Over 15% of survey respondents with supply chain issues believed bad data added between 11% and 20% to the cost of operating their supply chain.Let’s use 20% in our thought experiment, to yield a nice round number.

Understanding the total cost of managing a supply chain is a non-trivial exercise. Industry body The Supply Chain Council has defined The Supply Chain Operations Reference (SCOR®) model. According to that reference model, Supply Chain Management Costs include the costs to plan, source, and deliver products and services. The costs of making products and handling returns are captured in other aggregations.

For a manufacturing firm with a billion dollar revenue stream, the total costs of managing a supply chain will be around 20% of revenue, or $200,000,000 USD. Reducing this cost by 20% would mean an annual saving $40,000,000 USD. That would be a significant savings, for a data cleanup and quality sustenance investment of perhaps $3,000,000. The clean-up investment would be a one-time expense. If the $40,000,000 were a one time savings, the ROI would be 1,3333%.

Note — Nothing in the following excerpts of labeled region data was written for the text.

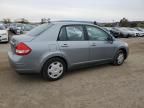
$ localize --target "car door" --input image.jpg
[58,25,89,65]
[86,26,115,61]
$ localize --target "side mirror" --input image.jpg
[107,36,113,41]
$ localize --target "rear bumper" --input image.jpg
[8,52,39,73]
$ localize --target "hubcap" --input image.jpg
[47,61,63,78]
[117,53,124,64]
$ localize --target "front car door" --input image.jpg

But wait, it is better than that. The $40,000,000 savings recurs annually. The payback period is measured in months. The ROI is enormous. Having clean data pays big dividends!

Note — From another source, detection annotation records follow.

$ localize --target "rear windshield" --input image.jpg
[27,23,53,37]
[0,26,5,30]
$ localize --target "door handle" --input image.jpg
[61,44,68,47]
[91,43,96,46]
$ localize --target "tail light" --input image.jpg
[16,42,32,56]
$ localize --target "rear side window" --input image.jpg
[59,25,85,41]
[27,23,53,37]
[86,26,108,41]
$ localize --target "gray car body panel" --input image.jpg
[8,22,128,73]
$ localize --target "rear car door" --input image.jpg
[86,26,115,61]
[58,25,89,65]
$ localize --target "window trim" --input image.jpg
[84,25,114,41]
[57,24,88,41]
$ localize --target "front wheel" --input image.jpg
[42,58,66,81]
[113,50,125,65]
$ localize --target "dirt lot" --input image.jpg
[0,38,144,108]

If you think the one-time “get it right and keep it right” investment would be more like $10,000,000 USD, your payback period would still be measured in months, not years. Let’s add a 20% additional cost or $2,000,000 USD in years 2-5 for maintenance and additional quality work. That means you would have spent $18,000,000 USD in 5 years to achieve a savings $200,000,000. That would be greater than a 10-times return on your money! Not too shabby an investment, and your partners and stakeholders would be saving money too. This scenario is really a win-win situation, right down the line to your customers.

The Corcardia Group believes that total supply chain costs for hospitals approach 50% of the hospital’s operating budget. For a hospital with a $60,000,000 USD annual operating budget, a 20% savings means $12,000,000 USD would be freed for other uses, like curing patients and preventing illness.

Even Better…

For manufacturers, hospitals, and other supply chain participants, ridding themselves of bad data will produce still better returns. By cleaning up the data throughout the supply chain, it is likely that costs would go down while margins would improve. The product costs for participants could drop. Firms might realize an additional 5% cost savings from this as well. Their return is even better.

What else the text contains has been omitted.